Tribe: A number of the works in Onomatopoeia use cognitive dissonance as a way to encourage viewers to pay attention to the experience of paying attention. The silk-screened posters Pruebas de colores y palabras (2017), for example, illustrate the Stroop effect: the delay in reaction time when subjects encounter incongruent stimuli—in this case words referring to one color printed in a different color. This “color-word interference test” is frequently used in clinical assessments for learning and attentional differences. It’s a point of departure for the silkscreens, whose tenor is decidedly friendlier, even goofier than it is clinical or scientific. Presenting the work in Spanish–one of Boston’s non-dominant languages—connects the project to Afasia, in which I describe, in faltering Spanish, my effort to improve my Spanish. Where your standard documentary narration would speak with authority, my voiceover, more characteristic of my approach in general, meanders through a series of questions, digressions and apologies.
Your most recent work, Corner Piece takes the form of iMessage exchanges between family members—how does the piece extend your investigations into personal speech acting as public?

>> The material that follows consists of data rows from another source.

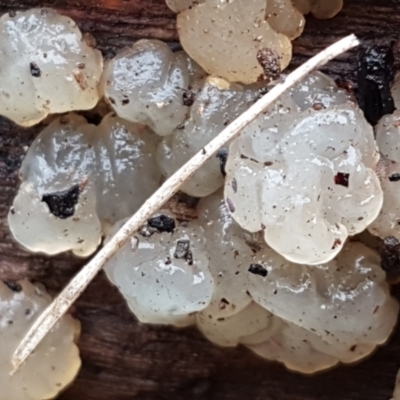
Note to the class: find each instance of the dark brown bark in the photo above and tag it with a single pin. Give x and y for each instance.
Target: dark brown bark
(123, 359)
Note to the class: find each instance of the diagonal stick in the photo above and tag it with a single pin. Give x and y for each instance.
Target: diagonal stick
(78, 284)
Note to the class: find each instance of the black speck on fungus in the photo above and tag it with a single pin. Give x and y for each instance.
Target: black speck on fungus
(12, 285)
(62, 204)
(342, 178)
(188, 97)
(258, 269)
(269, 61)
(35, 70)
(162, 223)
(390, 256)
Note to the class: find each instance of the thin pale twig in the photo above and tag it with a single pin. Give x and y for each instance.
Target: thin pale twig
(69, 295)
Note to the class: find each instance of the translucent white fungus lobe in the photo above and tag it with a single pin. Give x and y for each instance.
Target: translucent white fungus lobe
(45, 66)
(346, 302)
(163, 271)
(231, 330)
(229, 257)
(284, 18)
(295, 347)
(79, 178)
(304, 173)
(55, 362)
(229, 39)
(216, 105)
(146, 83)
(388, 139)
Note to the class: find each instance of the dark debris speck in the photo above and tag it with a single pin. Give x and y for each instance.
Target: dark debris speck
(258, 269)
(62, 204)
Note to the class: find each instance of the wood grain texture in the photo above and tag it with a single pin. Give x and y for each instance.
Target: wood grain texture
(125, 360)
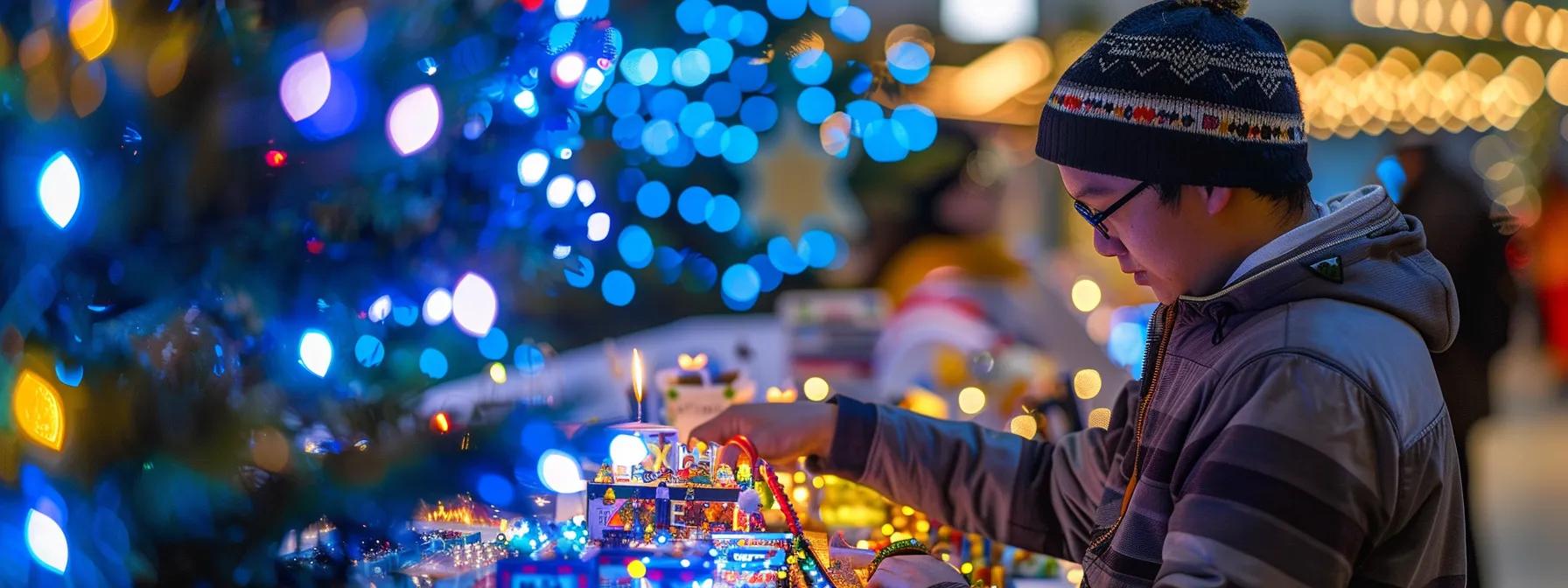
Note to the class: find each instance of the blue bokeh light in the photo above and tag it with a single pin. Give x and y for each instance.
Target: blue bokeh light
(693, 204)
(920, 124)
(861, 115)
(623, 99)
(811, 66)
(724, 96)
(753, 29)
(692, 67)
(746, 75)
(724, 214)
(718, 53)
(850, 24)
(709, 140)
(639, 66)
(740, 283)
(693, 116)
(908, 61)
(740, 144)
(886, 142)
(661, 136)
(433, 364)
(819, 248)
(528, 358)
(690, 15)
(635, 247)
(784, 256)
(770, 276)
(494, 344)
(722, 22)
(369, 352)
(788, 10)
(653, 200)
(579, 271)
(618, 287)
(760, 113)
(827, 8)
(814, 104)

I was thinking about how dependent I’ve become on these ubiquitous communication technologies in my effort to take care of the people for whom I’m responsible. As the mother of two school-aged boys who recently emerged from the traumas of Zoom school only to enter the traumas of in-person school, and as the grown child of an elderly and infirm mother who lives across the country (in Boston, no less), the text exchanges in Corner Piece have me ping-ponging across a corner of the room and a generational divide in my daily effort to keep the wheels from coming off the bus. People keep telling me they find Corner Piece “relatable,” a term I actually had to look up the first time I heard it, because it seems to confuse an indirect object for a subject. This, as you might imagine, I think is just marvelous.

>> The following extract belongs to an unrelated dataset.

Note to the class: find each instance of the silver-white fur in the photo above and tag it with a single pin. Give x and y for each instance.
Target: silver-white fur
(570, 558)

What are some considerations around accessibility and mobility in making an audio recording as a work of art, specifically Fantastic Voyage (2020) which was commissioned by the Orange County Museum of Art with funding provided in part by the National Arts and Disability Center at the University of California Los Angeles and Ability Central California, Los Angeles?

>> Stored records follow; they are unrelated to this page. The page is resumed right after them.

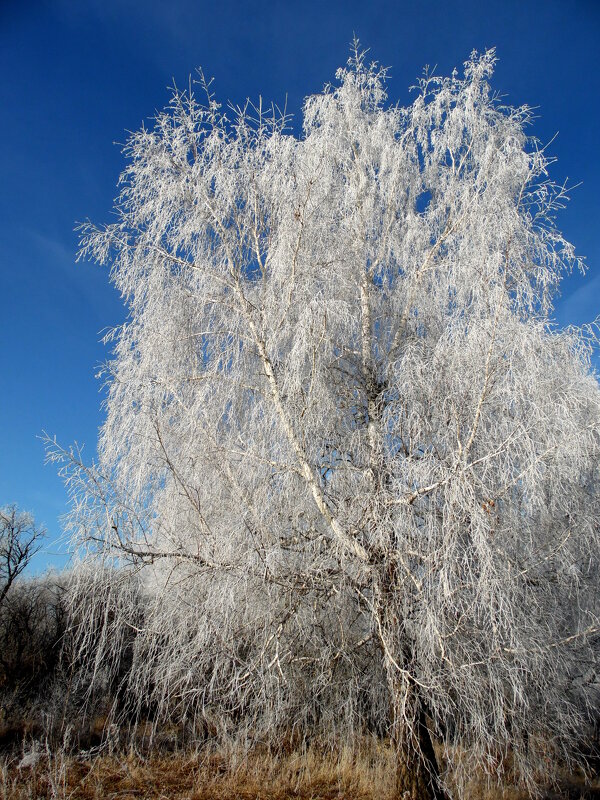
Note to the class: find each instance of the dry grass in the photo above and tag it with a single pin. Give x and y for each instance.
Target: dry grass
(310, 775)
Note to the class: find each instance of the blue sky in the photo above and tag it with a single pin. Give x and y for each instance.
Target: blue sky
(75, 75)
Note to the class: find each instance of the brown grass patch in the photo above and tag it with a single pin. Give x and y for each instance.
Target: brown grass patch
(309, 775)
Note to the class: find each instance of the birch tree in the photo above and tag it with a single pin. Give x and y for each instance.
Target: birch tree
(346, 450)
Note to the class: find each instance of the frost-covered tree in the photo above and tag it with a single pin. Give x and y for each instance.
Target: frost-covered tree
(346, 451)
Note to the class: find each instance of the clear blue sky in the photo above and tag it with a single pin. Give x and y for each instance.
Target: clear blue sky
(76, 74)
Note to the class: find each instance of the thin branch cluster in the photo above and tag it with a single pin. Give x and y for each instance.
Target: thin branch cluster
(348, 461)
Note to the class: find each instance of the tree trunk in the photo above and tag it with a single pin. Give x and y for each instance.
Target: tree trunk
(418, 776)
(417, 769)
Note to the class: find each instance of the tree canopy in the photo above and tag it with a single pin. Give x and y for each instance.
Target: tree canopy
(346, 452)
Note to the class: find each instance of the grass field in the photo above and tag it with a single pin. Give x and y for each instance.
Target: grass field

Tribe: Fantastic Voyage was one of a series of audio projects OCMA commissioned for Soundcloud when the pandemic forced museum programming to go virtual. As I understand it, these projects were supported in part by grants OCMA received to optimize their programming for the visually impaired. So-called “walking meditation” is easily modified for people with limited mobility, but until I sought the involvement of an advocate for the visually impaired, it hadn’t occurred to me that, for example, walking outside with headphones might be dangerous if you count on your hearing to make sense of your surroundings. (Duh!)
How do you think it syncs up with the themes you examine visually within Onomatopoeia?
During the pandemic my family, like so many families, found ourselves isolated and stir crazy stuck in our home, at once together and alone. Taking walks around our neighborhood became for us a means of re-connecting with our bodies and one another, as well as with the larger world, in a time of environmental and social uncertainty. The soundtrack is punctuated by snippets of recordings made with my kids and husband at home. So, while it’s ostensibly a “guided walk,” it’s more fundamentally a guided exploration into how it feels to be aware of our own subjectivity, moment to moment, in whatever form this embodied life offers up.
Onomatopoeia offers unique perspectives on communication and language in a manner which addresses issues faced by various groups in her community. Presenting works in Boston’s non-dominant languages, as well as including a piece that is entirely audio-based, aims to engender empathy from her audience by experiencing what it is like to face various communication limitations. While each piece focuses on a specific limitation, the works come together to generate a cohesive message on metacognition and privilege in interaction.